Results: All patients displayed early tumor response increasing with the tumor-absorbed dose. Significant differences between patients were noted, the response slope correlating with the Hb level. After applying a global fit on all metastases using a tumor radiosensitivity modulated by a Hb enhancement factor (HEF) linearly dependent on the Hb level, a strong correlation (R = 0.96) was observed between the early response and the absorbed dose. Hb level had a major impact on tumor response by modulating HEF by a factor 6.

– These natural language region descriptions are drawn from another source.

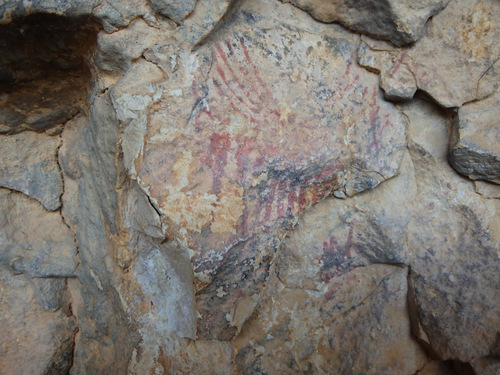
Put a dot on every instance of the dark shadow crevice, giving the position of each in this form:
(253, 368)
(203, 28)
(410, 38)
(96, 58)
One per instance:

Conclusions: These results prove the significant impact of Hb level on the tumor response and support the study of methods for correcting tumor hypoxia, such as intensively performed in EBRT. The quantitative analysis of the relationship between tumor doses and early response has the power to allow fast screening of such correction methods in limited patient series. Internal radiotherapy could be more efficient if performed earlier in the therapy line, when the disease- and treatment-related anemia remains limited.

Figure 1

PET scans. One transverse slice of the patient No. 6 showing the metabolic sites of its large necrotic tumour that received different absorbed dose. The FDG uptake of the metabolic sites 1,2,3,5, that were well targeted by the microspheres, decreased between the FDG-BL and FDG-FU scans, while the metabolic site 4 not targeted by the microspheres rapidly increased in FDG uptake and in size as well, to become a new large necrotic metastatic site. The VOI on the FDG-FU scan was increased to encompass all the FDG activity originating from the increased site 4.

Figure 2

Relationship between absorbed doses Dand tumor metabolic ratio (MR). MR for the responding tumors are lower than 1. Each color refers to each patient (black - 1, blue - 2, brown - 3, red - 4, pink - 5, green - 6, cyan - 7, and grey - 8). Open circles and hexagons correspond to metastases from CRC, and open squares refer to metastases from melanoma. The patient gender and the Hb level (in gram per deciliter) on the day of the SIRT procedure are indicated at the extremity of each fitted line. Individual patient tumors were fitted by $gf{e}^{-\overline{\alpha }D}$, where gf is the growing fraction in the absence of an absorbed dose and $\overline{\alpha }$ is the overall cell radiosensitivity, i.e., containing the HEF factor. The box in the upper left corner identifies outliers (see ‘Results and discussion’). The lines are the patient data individually fitted with this single exponential.

Figure 3

Tumors survival fraction. Relationship between absorbed dose D corrected by the HEF and the tumor cell survival fraction (left axis) and metabolic ratio (right axis) calculated at week 7 post-therapy using the doubling time obtained by the global fit. For colors and symbols refer to Figure 2. The line corresponds to Equation 4 with the parameters α, k and DT minimizing Equation 2, excluding the four metastases with SF > 1, which proved their shorter DT (using the actual metastasis DT in Equation 3 should necessarily give SF ≤ 1). These four metastases were already considered as outliers from Figure 2. See animation of the fit in Additional file 1.

Figure 4

Optimal values of HEF for each patient in relation with their Hb level. Relationship between the Hb level and the optimal values of the HEF_p parameter obtained by individually fitting HEF for each patient dose-response using α and DT values determined from the global fit. The line corresponds to Equation 5, with k obtained by the global fit. R is the correlation coefficient obtained by making a linear regression of these optimal HEF_p.